I'll be using it for similar purposes, but I'll be buffering my 
recording on the local disk of the multimedia machine (which has an 
almost-empty 400GB SATA drive) and then copying onto the NAS.  The NAS 
will be running FreeNAS, in all likelyhood.  If not that, NetBSD. 
Anyway, right now I'm about to run out of space on my 1TB external USB, 
and I'm tired of it.  One 4TB RAID should hold me for a while.  And the 
ability to move to 12TB is a big plus.  And there will likely be 
larger-than-1TB drives in the future, which would give me drastically 
larger capacity later on.

One thing I'm still trying to work out is how to set the disklabel drive 
parameters for a RAID.  What is the RPM of a RAID?  How does one 
determine a physical sector count for a virtual disk?

> I could have gone multi core, gigabit etc... But I cant even saturate
> 2 x 100 Mb/s links. That way I stay completely in the domain of stuff
> you can get for almost free (100Mb cisco switches, P4 pcs, etc).

Like I said, I already have switch capacity.  I doubt I need the 
capacity afforded by a multi-core box right now, but it would be nice to 
have some headroom.  In all likelyhood, I'll end up going with a single 
dual-core Opteron now, though.  It's less than half the cost.

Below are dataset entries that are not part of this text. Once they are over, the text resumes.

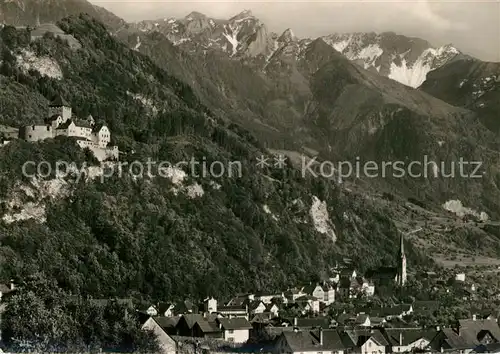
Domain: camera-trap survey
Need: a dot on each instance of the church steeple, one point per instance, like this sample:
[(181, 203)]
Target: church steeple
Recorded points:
[(401, 279)]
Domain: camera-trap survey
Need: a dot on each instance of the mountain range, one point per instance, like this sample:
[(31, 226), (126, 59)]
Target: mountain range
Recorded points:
[(404, 59), (232, 90)]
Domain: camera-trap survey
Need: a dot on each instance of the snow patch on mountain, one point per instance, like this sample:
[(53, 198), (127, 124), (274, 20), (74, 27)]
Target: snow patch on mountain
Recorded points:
[(27, 60), (410, 75), (321, 219), (138, 44), (195, 191), (456, 207), (266, 209), (232, 38), (368, 54)]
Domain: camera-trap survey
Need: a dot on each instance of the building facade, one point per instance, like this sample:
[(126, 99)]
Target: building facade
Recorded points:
[(61, 121)]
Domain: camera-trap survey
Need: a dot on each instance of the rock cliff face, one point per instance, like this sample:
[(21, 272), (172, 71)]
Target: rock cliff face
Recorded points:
[(404, 59), (34, 12)]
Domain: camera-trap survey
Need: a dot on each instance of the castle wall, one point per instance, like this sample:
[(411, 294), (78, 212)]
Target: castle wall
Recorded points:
[(81, 132), (64, 112), (37, 132)]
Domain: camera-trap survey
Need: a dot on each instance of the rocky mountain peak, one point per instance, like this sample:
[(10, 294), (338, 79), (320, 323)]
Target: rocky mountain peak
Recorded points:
[(287, 36), (195, 15), (245, 14)]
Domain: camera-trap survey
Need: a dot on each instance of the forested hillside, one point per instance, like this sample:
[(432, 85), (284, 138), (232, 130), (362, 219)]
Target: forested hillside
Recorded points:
[(140, 237)]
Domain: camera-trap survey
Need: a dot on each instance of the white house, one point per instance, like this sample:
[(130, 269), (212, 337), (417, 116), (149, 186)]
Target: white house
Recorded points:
[(315, 291), (372, 346), (273, 308), (267, 298), (309, 342), (329, 294), (61, 122), (408, 340), (257, 307), (235, 330), (210, 305), (310, 303), (167, 344)]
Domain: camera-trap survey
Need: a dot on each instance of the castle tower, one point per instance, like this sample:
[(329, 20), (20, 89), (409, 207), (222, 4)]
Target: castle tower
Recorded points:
[(401, 277), (60, 107)]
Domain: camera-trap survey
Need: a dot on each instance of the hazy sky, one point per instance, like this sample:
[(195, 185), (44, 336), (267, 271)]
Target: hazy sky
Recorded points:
[(473, 26)]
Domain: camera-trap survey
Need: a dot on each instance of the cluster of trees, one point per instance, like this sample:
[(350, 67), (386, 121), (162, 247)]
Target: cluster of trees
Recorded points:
[(40, 316), (135, 237)]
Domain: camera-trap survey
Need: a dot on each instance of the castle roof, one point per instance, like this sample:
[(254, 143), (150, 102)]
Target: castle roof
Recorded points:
[(65, 125), (51, 118), (47, 27), (58, 101), (97, 127), (82, 123)]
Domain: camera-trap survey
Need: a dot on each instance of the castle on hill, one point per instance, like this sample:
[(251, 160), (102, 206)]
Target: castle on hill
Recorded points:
[(61, 121)]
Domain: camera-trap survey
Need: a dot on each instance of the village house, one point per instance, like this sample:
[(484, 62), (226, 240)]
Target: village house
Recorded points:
[(329, 294), (267, 298), (273, 308), (309, 342), (166, 309), (233, 311), (167, 344), (293, 294), (235, 330), (87, 132), (314, 291), (257, 307), (168, 324), (210, 305), (369, 341), (408, 339), (465, 337), (195, 325), (311, 323), (6, 289), (309, 303)]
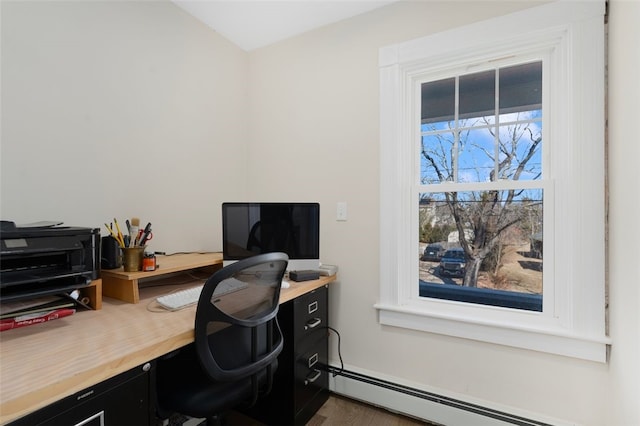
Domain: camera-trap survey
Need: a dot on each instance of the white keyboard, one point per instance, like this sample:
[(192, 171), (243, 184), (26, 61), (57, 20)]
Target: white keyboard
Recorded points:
[(187, 297), (180, 299)]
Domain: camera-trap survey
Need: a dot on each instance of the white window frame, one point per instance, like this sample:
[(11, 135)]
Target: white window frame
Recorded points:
[(569, 37)]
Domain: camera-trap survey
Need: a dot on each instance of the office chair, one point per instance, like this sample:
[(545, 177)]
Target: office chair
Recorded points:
[(237, 342)]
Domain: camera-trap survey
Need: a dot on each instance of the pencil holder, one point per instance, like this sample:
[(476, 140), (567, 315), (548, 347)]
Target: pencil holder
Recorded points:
[(132, 258)]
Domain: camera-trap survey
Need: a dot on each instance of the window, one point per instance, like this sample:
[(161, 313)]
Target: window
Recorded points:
[(482, 130), (492, 150)]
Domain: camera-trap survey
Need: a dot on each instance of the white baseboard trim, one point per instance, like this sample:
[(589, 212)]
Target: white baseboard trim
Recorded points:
[(432, 405)]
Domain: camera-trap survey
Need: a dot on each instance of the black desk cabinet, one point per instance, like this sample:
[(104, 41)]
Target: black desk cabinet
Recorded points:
[(301, 383), (120, 401)]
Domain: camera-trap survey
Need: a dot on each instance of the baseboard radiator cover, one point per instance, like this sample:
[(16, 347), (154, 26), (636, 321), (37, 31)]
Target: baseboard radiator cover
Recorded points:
[(421, 404)]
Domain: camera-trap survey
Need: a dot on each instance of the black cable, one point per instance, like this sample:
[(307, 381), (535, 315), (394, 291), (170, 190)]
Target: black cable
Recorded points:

The main cost I will be dealing with will be the ~$1250 for the first 
five drives.

> With Nexenta, Solaris SXCE 81 or Solaris SXDE4 (1/08), you also get
> CIFS beside of NFS on your ZFS filesystem, so visitors with their
> windows based laptops can also play music or movies that I store on
> the NAS.

That's the whole point.  8-)

I'm centralizing my home directory storage and my media file storage.